En fait, comme l’a si bien souligné Issa Tchiroma, plus on va approcher de l’élection présidentielle de 2011, plus il y aura des hommes du même acabit que ce Célestin Djamen qui vont vouloir se servir de ce type de plateforme pour faire parler d’eux et leur pseudo programme politique. Il s’agit donc au premier abord d’une manipulation politique émanant d’une des nombreuses associations de la diaspora camerounaise de l’étranger en mal de publicité. Pour preuve, ce monsieur Djamen affirme s’appuyer dans sa plainte, sur une enquête parue en 1984 dans le journal satirique français Le Canard enchaîné. Cela en dit long sur la crédibilité d’une telle plainte. Le ministre camerounais a également pointé du doigt les médias français qui se font un malin plaisir à relayer massivement cette information « pour mal parler » du Cameroun. Il rejoint ainsi en quelque sorte les propos tenus par le ministre congolais chargé des zones économiques, Alain Akouala, qui a déclaré après l’interview du président Denis Sassou Nguesso dans le cadre d’un reportage sur le même thème, diffusé sur la chaîne française Arte : « une chose est sure, il y a dans nos pays des problèmes, et il y a des dirigeants, qui ne sont pas, par déterminisme géographique, différents des dirigeants français, américains, britanniques, qui seraient voués uniquement à aimer le génocide, à aimer la pauvreté de leurs populations, de leurs compatriotes, à aimer voler l’argent de l’État. Ce n’est pas vrai. Donc, ce que ces ONG, un certain nombre de dirigeants, d’acteurs politiques publics occidentaux et certains médias font, c’est de la démagogie ».

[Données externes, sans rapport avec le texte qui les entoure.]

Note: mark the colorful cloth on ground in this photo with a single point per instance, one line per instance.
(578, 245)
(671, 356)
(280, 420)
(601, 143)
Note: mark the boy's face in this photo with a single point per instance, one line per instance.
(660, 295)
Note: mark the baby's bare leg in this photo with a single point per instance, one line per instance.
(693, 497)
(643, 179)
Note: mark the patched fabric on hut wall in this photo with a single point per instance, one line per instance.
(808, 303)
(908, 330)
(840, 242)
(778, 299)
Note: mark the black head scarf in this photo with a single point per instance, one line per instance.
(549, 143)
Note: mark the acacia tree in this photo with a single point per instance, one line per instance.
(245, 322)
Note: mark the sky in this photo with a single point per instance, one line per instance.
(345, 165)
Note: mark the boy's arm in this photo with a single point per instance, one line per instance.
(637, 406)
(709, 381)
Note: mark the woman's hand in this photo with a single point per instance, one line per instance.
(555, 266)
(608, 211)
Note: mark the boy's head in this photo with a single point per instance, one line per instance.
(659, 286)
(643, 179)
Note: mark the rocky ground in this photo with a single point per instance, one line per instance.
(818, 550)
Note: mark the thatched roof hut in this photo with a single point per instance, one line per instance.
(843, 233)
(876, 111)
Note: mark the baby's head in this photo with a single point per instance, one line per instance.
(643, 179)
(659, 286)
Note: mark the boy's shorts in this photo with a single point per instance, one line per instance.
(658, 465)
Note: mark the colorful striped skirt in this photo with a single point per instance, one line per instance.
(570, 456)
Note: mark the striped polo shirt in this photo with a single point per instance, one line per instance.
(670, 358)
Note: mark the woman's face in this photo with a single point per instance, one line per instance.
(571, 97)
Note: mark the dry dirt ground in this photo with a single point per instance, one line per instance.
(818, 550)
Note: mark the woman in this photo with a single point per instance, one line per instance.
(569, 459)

On pourrait même ajouter que c’est de l’hypocrisie combinée à une stratégie politique qui consiste à créer ce que les internautes appellent un buzz autour d’une affaire sans importance qui devient dès lors un moyen de pression pour la France face aux présidents africains. En effet, qu’est ce qui fait croire à ce pays qu’il a le droit et le pouvoir de juger le président d’un autre pays? En vérité, certains n’hésitent pas à penser que ce genre d’affaires montées en épingle fait l’affaire de la France où la justice est loin d’être indépendante du pouvoir politique. En effet, Paris pourrait laisser croire qu’il va voir ce qu’il peut faire pour « étouffer » l’affaire, en attendant de récolter plus tard les dividendes politiques et économiques auprès des chefs d’États impliqués dans ces pseudos procès. Or, une telle stratégie ne peut être payante que si on a des preuves contre un chef d’État. Le Président Biya se disant non concerné par ces accusations, des manœuvres de tout acabit visant à le déstabiliser, sont vouées à l’échec.

Une réflexion au sujet de « « Biens mal acquis » : une fausse accusation contre le Président Biya »

  1. Des accusations dénuées de tout fondement, dans le seul et unique but de faire connaitre cette association fantoche et son président inconnu dans le gotha politique camerounais.